Aunque se escucha mucho, poco se ha discutido sobre qué estamos entendiendo por reactivación económica. Su alegre uso es tan generalizado que, a veces, más bien suena a estribillo, mito, mantra, muletilla o todas las anteriores. El concepto remite a revitalizar una economía que recientemente fue dinámica y activa; sin embargo, la realidad costarricense no podría ser más distinta.

Como muchas personas lo perciben en su día a día, la economía lleva años con un débil crecimiento. Tenemos cinco años con una constante desaceleración económica. Ya en 2019 se registraba el crecimiento más bajo del PIB (2,1%) en los últimos años y aunque está pendiente la cifra oficial, el shock pandémico del 2020 representó una afectación económica sin precedentes. Los pocos empleos que se generan no le hacen ni cosquillas al altísimo desempleo y subempleo, padecido con mayor intensidad por personas con poca educación formal, mujeres y jóvenes.

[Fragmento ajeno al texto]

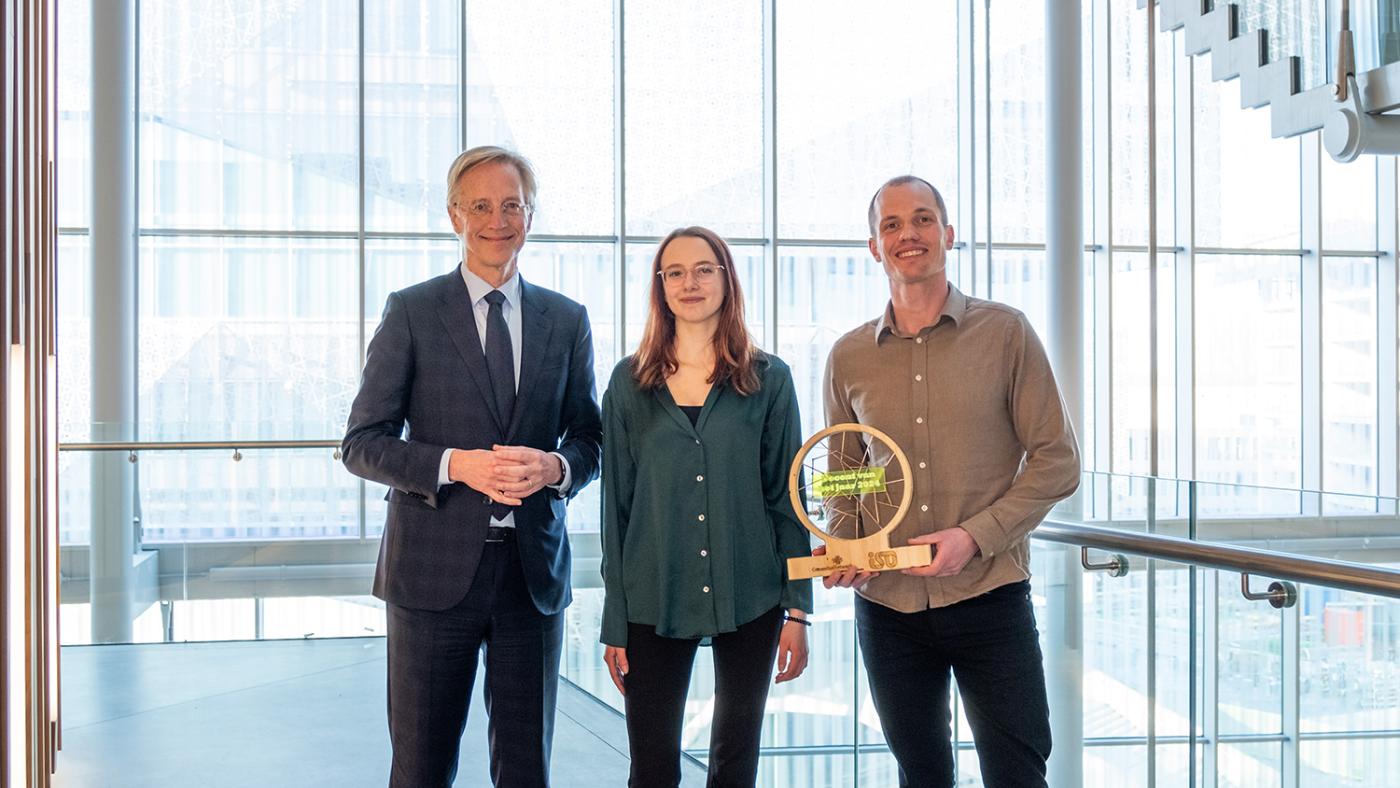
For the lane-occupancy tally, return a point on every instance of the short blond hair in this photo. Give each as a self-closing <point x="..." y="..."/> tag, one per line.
<point x="486" y="154"/>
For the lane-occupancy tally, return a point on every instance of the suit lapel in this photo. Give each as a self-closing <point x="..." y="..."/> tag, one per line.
<point x="455" y="312"/>
<point x="535" y="329"/>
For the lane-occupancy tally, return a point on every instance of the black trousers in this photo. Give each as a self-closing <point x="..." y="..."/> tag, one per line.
<point x="433" y="659"/>
<point x="657" y="685"/>
<point x="990" y="645"/>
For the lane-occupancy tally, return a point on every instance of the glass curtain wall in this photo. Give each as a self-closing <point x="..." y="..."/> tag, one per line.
<point x="291" y="174"/>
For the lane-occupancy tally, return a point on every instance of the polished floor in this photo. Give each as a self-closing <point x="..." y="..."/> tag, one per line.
<point x="304" y="713"/>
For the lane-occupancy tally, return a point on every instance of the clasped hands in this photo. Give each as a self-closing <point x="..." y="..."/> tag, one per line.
<point x="506" y="475"/>
<point x="952" y="549"/>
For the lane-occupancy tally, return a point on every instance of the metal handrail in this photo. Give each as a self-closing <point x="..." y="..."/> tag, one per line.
<point x="1315" y="571"/>
<point x="195" y="445"/>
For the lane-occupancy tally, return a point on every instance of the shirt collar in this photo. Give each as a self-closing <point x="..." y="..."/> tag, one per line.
<point x="478" y="287"/>
<point x="954" y="308"/>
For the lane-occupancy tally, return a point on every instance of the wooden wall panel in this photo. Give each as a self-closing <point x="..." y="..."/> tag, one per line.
<point x="28" y="657"/>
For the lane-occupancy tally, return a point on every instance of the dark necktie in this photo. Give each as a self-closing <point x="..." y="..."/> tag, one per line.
<point x="500" y="364"/>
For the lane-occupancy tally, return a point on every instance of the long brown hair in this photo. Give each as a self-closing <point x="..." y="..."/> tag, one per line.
<point x="735" y="357"/>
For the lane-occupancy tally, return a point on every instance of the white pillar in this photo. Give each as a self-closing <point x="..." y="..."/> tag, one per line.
<point x="114" y="317"/>
<point x="1064" y="256"/>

Otro rasgo de la economía costarricense es una estructura dual profundamente desigual. Por un lado, la nueva economía, globalizada, de alto valor agregado y concentrada en el Valle Central, mantiene un dinámico crecimiento, generando empleos bien remunerados pero que requieren una alta calificación técnica. Por el otro, la vieja economía, con los sectores más tradicionales, de baja productividad y mayormente localizados en regiones periféricas, pero intensivos en la generación de empleo poco calificado, como el sector agropecuario.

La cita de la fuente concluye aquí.